Le fleuve de tous les trafics
Ces transactions en devises étrangères sont valables pour les entreprises qui ont pignon sur rue comme pour les « affaires » plus opaques. Bagues à tous les doigts, tatouages et casquette, le jeune homme a l’assurance de sa jeunesse. Une vingtaine d’années tout au plus, le « tigre » comme il se présente, offre du frisson aux touristes l’été en frôlant les rives nord-coréennes avec son hors-bord : « Ici, cette maison appartient à un responsable de l’armée, là ce sont des soldates nord-coréennes dans les tourelles. » Mais une fois les vacanciers repartis c’est un tout autre « business » qui l’occupe. Hors saison, « le tigre » continue à traverser le Yalou en bateau rapide mais pour se rendre de nuit chez les voisins de l’autre rive. « Le soir, explique-t-il, on amène des choses à manger de l’autre côté de la rivière, à boire aussi et puis de l’argent. On boit avec les soldats et les officiels. Ils sont marrants les Coréens. Ils aiment trinquer et boire leur verre d’un seul trait. L’alcool de riz coréen étant moins fort que l’alcool chinois, ils sont souls très rapidement.
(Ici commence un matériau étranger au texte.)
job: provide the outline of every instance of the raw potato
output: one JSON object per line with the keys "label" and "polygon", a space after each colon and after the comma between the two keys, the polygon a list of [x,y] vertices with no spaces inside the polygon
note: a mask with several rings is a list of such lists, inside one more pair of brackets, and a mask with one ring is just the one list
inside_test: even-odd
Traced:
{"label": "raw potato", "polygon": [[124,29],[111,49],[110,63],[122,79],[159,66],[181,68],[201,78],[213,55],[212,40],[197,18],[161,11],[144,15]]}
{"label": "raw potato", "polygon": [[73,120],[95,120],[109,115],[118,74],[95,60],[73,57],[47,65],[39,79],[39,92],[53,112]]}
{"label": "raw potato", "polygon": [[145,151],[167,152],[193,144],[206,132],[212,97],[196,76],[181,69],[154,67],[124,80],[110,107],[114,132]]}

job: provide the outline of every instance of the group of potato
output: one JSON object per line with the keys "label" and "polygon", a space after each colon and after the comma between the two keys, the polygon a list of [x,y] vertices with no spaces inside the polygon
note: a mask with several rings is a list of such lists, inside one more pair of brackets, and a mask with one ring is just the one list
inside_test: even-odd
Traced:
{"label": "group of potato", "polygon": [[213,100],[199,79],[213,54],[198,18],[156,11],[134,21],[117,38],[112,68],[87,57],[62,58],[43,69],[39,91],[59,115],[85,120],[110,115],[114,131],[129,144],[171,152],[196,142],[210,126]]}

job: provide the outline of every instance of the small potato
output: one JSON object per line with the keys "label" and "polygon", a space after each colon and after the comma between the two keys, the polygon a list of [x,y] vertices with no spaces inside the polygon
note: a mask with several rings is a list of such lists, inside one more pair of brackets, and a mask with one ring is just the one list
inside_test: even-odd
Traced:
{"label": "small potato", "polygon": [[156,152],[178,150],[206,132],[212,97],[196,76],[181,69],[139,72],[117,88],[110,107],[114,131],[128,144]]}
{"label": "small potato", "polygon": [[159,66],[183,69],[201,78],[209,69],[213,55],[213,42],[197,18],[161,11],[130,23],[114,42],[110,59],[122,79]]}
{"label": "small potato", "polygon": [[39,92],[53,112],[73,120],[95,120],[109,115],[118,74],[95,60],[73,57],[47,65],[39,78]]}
On mange ensemble et après ils vont dormir. Nous on rentre en Chine avec la marchandise, le fer et le bronze ». La plus grande mine de bronze d’Asie se trouve justement en Corée du Nord près de la frontière chinoise. Le fer, l’or, l’alcool, les cigarettes tout s’échange contre des yuans et des dollars.
Nids de snipers
« Ce sont nos voisins pauvres sourit tristement l’ancien ouvrier du rail. J’étais là-bas en 1973 et 1974, à l’époque il n’y avait rien dans leurs boutiques. Nos interprètes disaient souvent : ‘Vous à Dandong vous avez une grande population et vous beaucoup de produits. Nous sommes peu nombreux et nous avons presque rien’. ». Moi je crois que c’est un problème de système, poursuit le vieil homme, la Corée du Nord en est restée au collectivisme que nous avions en Chine dans les années 1950. Et maintenant c’est encore pire, ils veulent toujours faire la guerre aux Etats-Unis et à la Corée du Sud. Regardez leurs montagnes, il y a des tireurs cachés partout dans les trous ! On dirait des nids de guêpes ! ». Les snipers embusqués sont là en réalité, pour empêcher la fuite des Nord-Coréens qui voudraient passer en Chine plutôt que pour combattre un éventuel envahisseur. Le Yalu est un long fleuve tranquille de ce côté de la frontière et le voisin chinois est toujours considéré comme un « grand frère » par le régime de Pyongyang. Sur la promenade de Dandong, près de l’embarcadère, un orchestre à corde célèbre ainsi la douceur des soirées d’automne. Le chant de l’erhu, du pipa et du ruan s’envolent dans cette belle nuit de septembre et ira adoucir aussi, probablement, le quotidien de « ceux d’en face ».